I was pleased to meet an expat woman entrepreneur on LinkedIn last week who was once a director at the American-Malaysian Chamber of Commerce. She now advises the Malaysian Tourism Ministry, sourcing products developed by foreigners so I’ve been revisiting a feverish amusement from a decade ago when I lived in Kuala Lumpur.
To enjoy the Newly Industrialized Country where hand-woven palm frond baskets were fast being replaced by pink plastic bags, I conceived a signature line of Southeast Asian travel mementoes, and a database of purveyors of exotic experiences like this on the island of Langkawi, on the island of Penang, and outside Kuala Lumpur. I called the venture first Cool Arts South Sea and then Flaming East.
Cool Arts South Sea self-image
Inspired by history but not tethered to it, my Flaming East concept embraced the original wonder of the region’s watery crossroads, from the Renaissance’s Age of Discovery (with its empire-building and search for trade-routes) to the steamer trunks-and-servants Golden Age of Travel. All spiked with the delirium only a good bout of malaria could provide….
By the 1990s we were missing the boat, I moaned in my business proposal:
“The part of the world that lies around the South China Sea,” as one European narrator so circuitously referred to it, was once immersed in an illustrious mystique. Pirates and monsoons held sway on the seas while headhunters and mosquitoes did their part in the interior. Yet for several centuries an international set of adventurers, traders, colonizing industrialists and pleasure travelers risked the tropical hazards. Along with Asiatic goods and unimaginable riches, fanciful tales filtered home: of ancient races, shining temples and blue, impenetrable jungle. Even the air was different here, the east wind apparently laden with the aroma of silks, sandalwood, spices and camphor. Well, no longer.”

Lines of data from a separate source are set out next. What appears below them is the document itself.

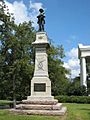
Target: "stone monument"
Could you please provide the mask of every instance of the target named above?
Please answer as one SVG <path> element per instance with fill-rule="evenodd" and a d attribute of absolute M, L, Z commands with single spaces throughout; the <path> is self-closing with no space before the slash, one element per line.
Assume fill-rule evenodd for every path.
<path fill-rule="evenodd" d="M 31 80 L 31 96 L 28 96 L 27 100 L 22 100 L 14 112 L 28 115 L 64 115 L 66 107 L 62 107 L 62 103 L 58 103 L 58 100 L 51 95 L 47 55 L 49 42 L 47 34 L 44 32 L 45 16 L 43 16 L 42 9 L 39 11 L 41 12 L 38 17 L 39 31 L 36 33 L 35 42 L 32 43 L 35 48 L 35 70 Z"/>

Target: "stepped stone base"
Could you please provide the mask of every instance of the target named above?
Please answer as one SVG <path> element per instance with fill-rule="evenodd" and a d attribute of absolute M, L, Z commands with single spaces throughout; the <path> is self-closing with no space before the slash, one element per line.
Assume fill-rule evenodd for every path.
<path fill-rule="evenodd" d="M 16 109 L 10 110 L 13 113 L 25 115 L 64 115 L 67 111 L 62 103 L 56 99 L 34 99 L 22 100 L 21 104 L 16 105 Z"/>
<path fill-rule="evenodd" d="M 16 105 L 16 109 L 22 110 L 60 110 L 62 107 L 61 103 L 56 105 L 37 105 L 37 104 L 19 104 Z"/>
<path fill-rule="evenodd" d="M 24 114 L 24 115 L 53 115 L 59 116 L 64 115 L 67 111 L 66 107 L 62 107 L 61 110 L 18 110 L 18 109 L 11 109 L 11 112 L 17 114 Z"/>

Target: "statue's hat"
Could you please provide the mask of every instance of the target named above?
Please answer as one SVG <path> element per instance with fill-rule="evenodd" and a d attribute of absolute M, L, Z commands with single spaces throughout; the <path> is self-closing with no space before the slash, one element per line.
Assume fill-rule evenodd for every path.
<path fill-rule="evenodd" d="M 39 9 L 39 11 L 41 12 L 41 13 L 43 13 L 44 12 L 44 10 L 41 8 L 41 9 Z"/>

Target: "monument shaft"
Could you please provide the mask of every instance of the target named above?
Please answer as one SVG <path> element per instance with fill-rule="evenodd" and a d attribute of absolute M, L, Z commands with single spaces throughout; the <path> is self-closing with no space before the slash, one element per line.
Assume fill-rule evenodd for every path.
<path fill-rule="evenodd" d="M 35 70 L 31 80 L 31 96 L 28 99 L 52 99 L 51 81 L 48 75 L 49 43 L 46 32 L 37 32 L 36 41 L 32 44 L 35 47 Z"/>

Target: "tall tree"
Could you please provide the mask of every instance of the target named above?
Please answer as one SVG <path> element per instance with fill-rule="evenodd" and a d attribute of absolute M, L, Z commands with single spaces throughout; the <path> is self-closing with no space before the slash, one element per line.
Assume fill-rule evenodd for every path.
<path fill-rule="evenodd" d="M 5 13 L 5 3 L 0 5 L 0 97 L 12 99 L 13 96 L 15 101 L 15 96 L 22 99 L 29 95 L 35 30 L 31 22 L 16 25 L 9 12 Z"/>
<path fill-rule="evenodd" d="M 7 6 L 5 5 L 4 1 L 0 1 L 0 84 L 2 84 L 0 89 L 1 97 L 4 98 L 3 94 L 7 94 L 8 90 L 6 89 L 5 85 L 7 85 L 7 78 L 9 74 L 8 71 L 8 58 L 10 52 L 10 41 L 12 38 L 12 26 L 13 26 L 13 18 L 8 11 Z M 5 74 L 6 73 L 6 74 Z M 3 90 L 5 89 L 5 90 Z M 5 93 L 3 93 L 6 91 Z M 8 93 L 9 94 L 9 93 Z"/>
<path fill-rule="evenodd" d="M 53 46 L 48 51 L 49 54 L 49 76 L 52 82 L 52 94 L 60 95 L 66 94 L 66 88 L 68 84 L 68 80 L 66 78 L 66 74 L 69 73 L 63 67 L 63 57 L 65 57 L 63 46 Z"/>

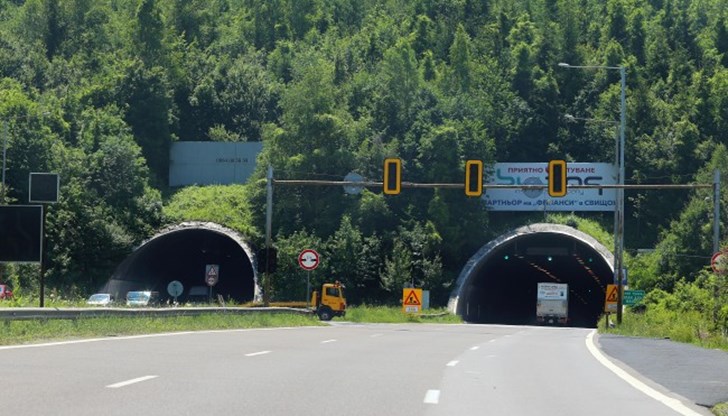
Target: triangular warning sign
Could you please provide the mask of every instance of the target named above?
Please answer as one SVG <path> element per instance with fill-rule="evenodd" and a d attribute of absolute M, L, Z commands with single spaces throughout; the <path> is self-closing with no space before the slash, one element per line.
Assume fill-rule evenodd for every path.
<path fill-rule="evenodd" d="M 217 276 L 217 267 L 210 266 L 210 270 L 207 271 L 207 276 L 208 277 L 215 277 L 215 276 Z"/>
<path fill-rule="evenodd" d="M 617 301 L 617 286 L 609 285 L 612 289 L 609 293 L 607 293 L 607 302 L 616 302 Z"/>
<path fill-rule="evenodd" d="M 420 300 L 417 298 L 417 293 L 414 290 L 410 291 L 409 295 L 405 298 L 405 305 L 421 305 Z"/>

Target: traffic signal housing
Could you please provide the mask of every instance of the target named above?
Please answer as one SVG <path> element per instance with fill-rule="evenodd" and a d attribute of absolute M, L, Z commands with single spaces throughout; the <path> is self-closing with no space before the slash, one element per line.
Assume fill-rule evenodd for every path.
<path fill-rule="evenodd" d="M 483 161 L 468 160 L 465 162 L 465 195 L 483 195 Z"/>
<path fill-rule="evenodd" d="M 566 195 L 566 161 L 549 161 L 549 196 L 562 197 Z"/>
<path fill-rule="evenodd" d="M 402 189 L 402 161 L 399 158 L 384 159 L 384 180 L 382 185 L 385 195 L 399 195 Z"/>

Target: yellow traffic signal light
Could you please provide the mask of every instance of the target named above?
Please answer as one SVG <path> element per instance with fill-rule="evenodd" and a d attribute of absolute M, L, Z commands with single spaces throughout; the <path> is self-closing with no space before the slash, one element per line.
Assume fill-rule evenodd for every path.
<path fill-rule="evenodd" d="M 402 161 L 396 157 L 384 159 L 384 194 L 398 195 L 402 189 Z"/>
<path fill-rule="evenodd" d="M 549 161 L 549 196 L 566 195 L 566 161 Z"/>
<path fill-rule="evenodd" d="M 465 162 L 465 195 L 483 195 L 482 160 L 468 160 Z"/>

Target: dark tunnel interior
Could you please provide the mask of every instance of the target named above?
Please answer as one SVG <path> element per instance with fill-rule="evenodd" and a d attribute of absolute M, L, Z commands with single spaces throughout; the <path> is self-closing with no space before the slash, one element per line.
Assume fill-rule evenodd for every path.
<path fill-rule="evenodd" d="M 220 266 L 218 282 L 212 287 L 214 298 L 253 300 L 251 260 L 235 240 L 206 229 L 178 230 L 149 241 L 122 263 L 106 290 L 119 300 L 130 290 L 154 290 L 165 301 L 170 298 L 167 285 L 178 280 L 184 286 L 178 301 L 207 301 L 208 264 Z"/>
<path fill-rule="evenodd" d="M 533 233 L 495 248 L 474 270 L 459 301 L 468 322 L 536 324 L 539 282 L 569 285 L 569 326 L 595 327 L 612 269 L 592 247 L 568 235 Z"/>

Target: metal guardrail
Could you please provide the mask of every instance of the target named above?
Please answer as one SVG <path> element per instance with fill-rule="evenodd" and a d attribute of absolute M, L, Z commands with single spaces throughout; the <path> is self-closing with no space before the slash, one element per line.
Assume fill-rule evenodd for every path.
<path fill-rule="evenodd" d="M 172 317 L 200 316 L 203 314 L 249 315 L 256 313 L 292 313 L 309 315 L 308 309 L 267 307 L 267 308 L 222 308 L 222 307 L 178 307 L 178 308 L 0 308 L 0 320 L 35 319 L 84 319 L 103 317 Z"/>

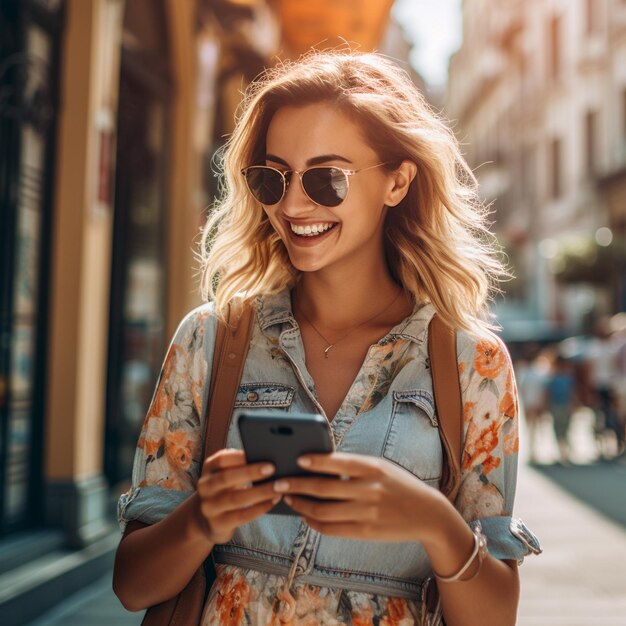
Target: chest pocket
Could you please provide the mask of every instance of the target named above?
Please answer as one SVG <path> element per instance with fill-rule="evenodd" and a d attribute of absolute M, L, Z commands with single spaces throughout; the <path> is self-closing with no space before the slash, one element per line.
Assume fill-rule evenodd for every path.
<path fill-rule="evenodd" d="M 295 388 L 276 383 L 244 383 L 239 385 L 235 408 L 288 409 Z"/>
<path fill-rule="evenodd" d="M 428 391 L 394 392 L 383 456 L 437 486 L 443 454 L 435 401 Z"/>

To be honest, Southeast Asia’s enveloping assault on the senses continued. But colorful naiveté and uncensored awe were in short supply where I came from. Writing about the past of the place caused my politically-correct, Pacific Northwest spellchecker to protest. I was flaming the East! Didn’t I really mean “cinnamon” when I typed “Chinaman”?
Have you envisioned a tourism campaign, service or product for a locale where you’re the outsider-on-the-inside? What does it show about the place, and you?